Washington Post ombudsman Patrick Pexton took the newspaper to task on Sunday for not giving the recently resigned blogger Elizabeth Flock more training and support for her job.
Flock resigned on April 13 after it came to light that she had plagiarized parts of a Discovery News article on life on Mars in her blog post.
This wasn’t Flock’s first error. In December she reported on an erroneous left-wing-blog-initiated story that the Romney campaign was using an old KKK slogan in a video.
In both instances the Post issued an Editor’s note correcting the record and apologizing for Flock’s sloppy reporting.

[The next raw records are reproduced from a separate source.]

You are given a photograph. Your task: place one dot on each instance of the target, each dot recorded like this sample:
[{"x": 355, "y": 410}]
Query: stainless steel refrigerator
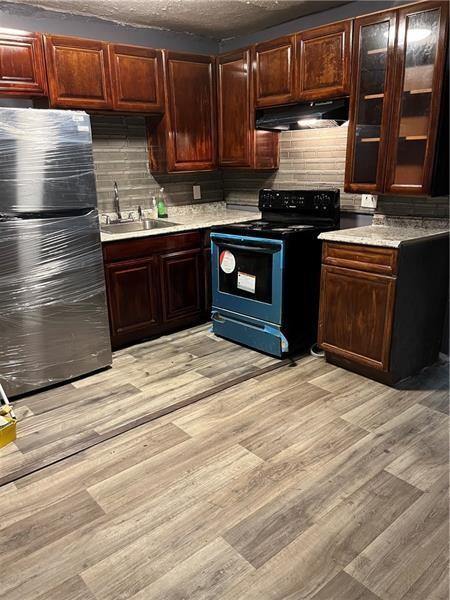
[{"x": 53, "y": 314}]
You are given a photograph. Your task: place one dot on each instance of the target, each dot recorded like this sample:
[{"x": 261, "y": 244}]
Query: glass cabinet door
[
  {"x": 370, "y": 107},
  {"x": 420, "y": 57}
]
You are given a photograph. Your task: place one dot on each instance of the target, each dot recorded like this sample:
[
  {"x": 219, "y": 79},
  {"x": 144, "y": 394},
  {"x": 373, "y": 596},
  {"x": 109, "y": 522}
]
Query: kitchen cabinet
[
  {"x": 397, "y": 95},
  {"x": 240, "y": 144},
  {"x": 370, "y": 101},
  {"x": 185, "y": 138},
  {"x": 420, "y": 57},
  {"x": 136, "y": 77},
  {"x": 156, "y": 284},
  {"x": 78, "y": 73},
  {"x": 382, "y": 309},
  {"x": 182, "y": 284},
  {"x": 356, "y": 324},
  {"x": 133, "y": 297},
  {"x": 323, "y": 57},
  {"x": 22, "y": 67},
  {"x": 274, "y": 72}
]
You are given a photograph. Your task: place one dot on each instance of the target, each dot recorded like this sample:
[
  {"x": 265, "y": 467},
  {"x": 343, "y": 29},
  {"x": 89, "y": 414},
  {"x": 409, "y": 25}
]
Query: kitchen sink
[{"x": 145, "y": 224}]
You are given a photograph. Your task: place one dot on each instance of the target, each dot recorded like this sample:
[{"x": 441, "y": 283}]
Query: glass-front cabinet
[
  {"x": 420, "y": 58},
  {"x": 398, "y": 66},
  {"x": 374, "y": 38}
]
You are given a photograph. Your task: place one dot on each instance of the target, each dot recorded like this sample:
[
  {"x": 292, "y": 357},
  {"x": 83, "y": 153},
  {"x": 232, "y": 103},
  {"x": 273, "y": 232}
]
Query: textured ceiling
[{"x": 213, "y": 18}]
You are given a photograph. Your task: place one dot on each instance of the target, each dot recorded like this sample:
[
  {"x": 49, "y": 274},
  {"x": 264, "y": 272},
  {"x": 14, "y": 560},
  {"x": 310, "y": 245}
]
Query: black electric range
[
  {"x": 266, "y": 272},
  {"x": 284, "y": 213}
]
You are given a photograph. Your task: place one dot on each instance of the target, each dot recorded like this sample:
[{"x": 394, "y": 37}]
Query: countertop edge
[
  {"x": 218, "y": 220},
  {"x": 347, "y": 238}
]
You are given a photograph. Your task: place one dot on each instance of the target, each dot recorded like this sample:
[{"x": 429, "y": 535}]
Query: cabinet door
[
  {"x": 235, "y": 117},
  {"x": 182, "y": 284},
  {"x": 191, "y": 112},
  {"x": 274, "y": 72},
  {"x": 356, "y": 311},
  {"x": 324, "y": 61},
  {"x": 370, "y": 101},
  {"x": 420, "y": 61},
  {"x": 133, "y": 298},
  {"x": 136, "y": 78},
  {"x": 22, "y": 69},
  {"x": 78, "y": 73}
]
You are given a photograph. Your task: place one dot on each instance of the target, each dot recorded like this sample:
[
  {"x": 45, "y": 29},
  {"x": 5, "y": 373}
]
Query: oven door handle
[{"x": 264, "y": 249}]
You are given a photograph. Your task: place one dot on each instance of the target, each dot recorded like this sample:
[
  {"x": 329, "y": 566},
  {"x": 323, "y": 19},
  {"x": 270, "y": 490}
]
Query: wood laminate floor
[{"x": 306, "y": 482}]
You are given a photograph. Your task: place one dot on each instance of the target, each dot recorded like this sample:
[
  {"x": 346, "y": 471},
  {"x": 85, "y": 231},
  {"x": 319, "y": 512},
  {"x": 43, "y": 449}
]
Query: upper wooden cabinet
[
  {"x": 185, "y": 139},
  {"x": 22, "y": 68},
  {"x": 78, "y": 73},
  {"x": 370, "y": 101},
  {"x": 137, "y": 82},
  {"x": 420, "y": 58},
  {"x": 395, "y": 111},
  {"x": 235, "y": 112},
  {"x": 274, "y": 72},
  {"x": 240, "y": 145},
  {"x": 324, "y": 61}
]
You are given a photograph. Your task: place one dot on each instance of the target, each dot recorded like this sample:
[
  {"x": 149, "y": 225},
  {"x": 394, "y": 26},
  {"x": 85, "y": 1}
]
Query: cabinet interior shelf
[
  {"x": 377, "y": 51},
  {"x": 373, "y": 96}
]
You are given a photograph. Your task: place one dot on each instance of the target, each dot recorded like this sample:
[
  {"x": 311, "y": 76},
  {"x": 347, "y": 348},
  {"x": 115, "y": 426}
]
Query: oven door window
[{"x": 246, "y": 272}]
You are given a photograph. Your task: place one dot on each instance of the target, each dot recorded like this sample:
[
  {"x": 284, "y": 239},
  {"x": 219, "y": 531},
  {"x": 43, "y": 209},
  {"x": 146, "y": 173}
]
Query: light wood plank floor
[
  {"x": 145, "y": 380},
  {"x": 307, "y": 482}
]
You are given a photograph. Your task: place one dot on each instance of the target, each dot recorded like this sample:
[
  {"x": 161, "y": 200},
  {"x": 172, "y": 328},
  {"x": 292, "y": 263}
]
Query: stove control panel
[{"x": 314, "y": 203}]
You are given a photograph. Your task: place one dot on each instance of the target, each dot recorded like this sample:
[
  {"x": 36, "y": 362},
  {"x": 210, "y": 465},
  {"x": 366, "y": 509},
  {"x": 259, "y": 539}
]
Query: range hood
[{"x": 329, "y": 113}]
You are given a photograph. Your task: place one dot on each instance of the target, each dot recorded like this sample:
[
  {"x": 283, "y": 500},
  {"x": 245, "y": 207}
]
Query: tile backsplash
[
  {"x": 120, "y": 154},
  {"x": 313, "y": 158},
  {"x": 309, "y": 158}
]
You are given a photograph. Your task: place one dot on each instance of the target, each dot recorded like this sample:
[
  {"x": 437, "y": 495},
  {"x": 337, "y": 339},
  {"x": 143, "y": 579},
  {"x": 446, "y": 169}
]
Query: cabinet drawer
[
  {"x": 147, "y": 246},
  {"x": 362, "y": 258}
]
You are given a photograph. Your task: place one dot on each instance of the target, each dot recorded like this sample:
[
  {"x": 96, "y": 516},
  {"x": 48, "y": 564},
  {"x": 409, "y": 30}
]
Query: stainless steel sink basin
[{"x": 136, "y": 226}]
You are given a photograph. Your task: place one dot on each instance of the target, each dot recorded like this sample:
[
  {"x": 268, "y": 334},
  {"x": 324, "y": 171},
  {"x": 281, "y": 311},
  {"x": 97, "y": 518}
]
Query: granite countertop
[
  {"x": 197, "y": 216},
  {"x": 389, "y": 235}
]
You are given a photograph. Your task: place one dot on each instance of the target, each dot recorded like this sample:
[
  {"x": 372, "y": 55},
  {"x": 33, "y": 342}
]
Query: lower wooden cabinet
[
  {"x": 134, "y": 303},
  {"x": 182, "y": 284},
  {"x": 156, "y": 284},
  {"x": 358, "y": 316},
  {"x": 382, "y": 310}
]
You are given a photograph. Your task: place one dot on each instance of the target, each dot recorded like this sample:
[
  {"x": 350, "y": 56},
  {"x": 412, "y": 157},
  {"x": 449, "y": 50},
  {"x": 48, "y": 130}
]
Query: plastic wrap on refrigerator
[{"x": 53, "y": 314}]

While Flock took full responsibility for her reporting, Pexton felt that she wasn’t fully to blame for the faulty blog posts.
Pexton checked with several young bloggers at the Post, and others who have left, and they all complained that there was enormous pressure to produce stories that would attract a large number of web visitors. They said that the paper had no guidelines for aggregating stories, which is a large part of their job. Plus, many of them felt that even if they did do a good job, it wasn’t clear they would advance at the paper.
Katharine Zaleski, executive director of digital news, disputed those charges.
“We’re deeply conscious of the imperatives our bloggers face and go to great lengths to ensure they have the editorial support they need. We tell bloggers that their first and central priority is accuracy, not speed, not buzziness. The Washington Post’s standards apply every bit as much to our digital work as they do to our print edition. And our bloggers honor that.”
While I don’t excuse Flock for her actions, I agree with Pexton that the Post did fail her and should bear some of responsibility for her downfall.
After the paper was forced to apologize for the Romney post, I said that I hoped the editors would be keeping a closer eye on her work in the future.
Obviously that didn’t happen, as she erred again just four months later, in something that should have been easily detected by her editors.
Even though the Post claims that that they strive for accuracy first, at least with the website, it appears that speed and buzziness are paramount—at least according to Flock’s comments that the editors really didn’t closely scrutinize the blog posts and verify them for accuracy.
If Zaleski is truly convinced that the Post’s bloggers honor the paper’s standards for accuracy, then I suggest that in light of what happened with Flock, Zaleski should conduct a review of all the blog posts on the Post website for the last six months or so to verify that all bloggers have been adhering to those standards. That would reassure their readers that there are and will not be any more Elizabeth Flocks.